Isabel Martinson was appointed as executive chairman of CCS in July 2016 and has already begun stamping her mark on the organisation with sweeping changes to the board within a few weeks of her arrival.
She says: “We might do a few different things and we want to come with a whole fresh perspective as well as go deeper. There’s a potential idea still in discussions of a ‘mystery shopper’ approach, but it is very early days and at the moment board members are just out visiting sites and getting a feel of the climate.”
Martinson spent the early part of her career in the Royal Navy, where she was one of the first female naval supplier officers to serve at sea.
Her final appointment was in 1997, when she reached the rank of lieutenant commander. This was a key management post in Europe’s largest naval base, where she was in charge of leading 177 staff and was responsible for a budget of £5m per annum.

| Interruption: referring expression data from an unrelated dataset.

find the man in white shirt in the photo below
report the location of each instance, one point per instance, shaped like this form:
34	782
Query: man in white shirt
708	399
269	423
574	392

Speaking about the navy she says: “I think it relates to my position in construction. With the navy we were doing things differently. There were no women – we were trailblazers and it was about changing perceptions.”
“It was challenging and when I go out to sites now I’m aware it’s a challenging environment so I’m up for the challenge. I’m completely outside – no alliances or pre-conceived ideas about the industry. I’m not beholden to anybody.”
Currently on CCS site inspections a monitor is assigned to visit and write a report at a previously agreed time. Sites are normally monitored twice – usually a quarter and two-thirds of the way through the registration – unless they are of short duration in which case they then receive only one visit.
Martinson took over her new role having held senior positions in the trade association sector and military service (see box below). She was chairman and company director of the Trade Association Forum, and was also chief executive of the Giftware Association until June 2015.
One of her first actions in her CCS role was to replace the entire board of directors, apart from the chief executive. Among the new board members appointed last November were Richard Byrne, a health and safety director at Travis Perkins, Nick Coley from Fitzgerald Contractors, and Simon Harvey, a strategy and marketing director at dry lining and interiors subcontractor the Grays Group. Harvey also has commercial experience in launching consumer products.
There had been industry rumblings that the new board was a deliberate move aimed to bring the CCS into a more commercial way of thinking, and Martinson confirms this: “I was looking for people outside the box and with a range of backgrounds and skill sets.
"I wanted people with a strong commercial background. People with different views, ideas and interests – for example, Simon Harvey has a very different perspective.”
Another area where she is keen to make her mark – and where she acknowledges that the CCS has fallen down – is in engaging and signing up smaller businesses to the scheme.
“We do have a ‘CCS light’ already but it hasn’t quite connected, so we want to refocus on smaller businesses and reach smaller subcontractors, also listen to companies engaged in the scheme and what they want differently, ” she says. “Why are some companies not getting involved? Is it just a cost issue and what do they want out of us?”
Looking ahead, she sees CCS forming more partnerships with industry bodies to promote best practice. As a start, in January it inked a deal with the National Federation of Builders.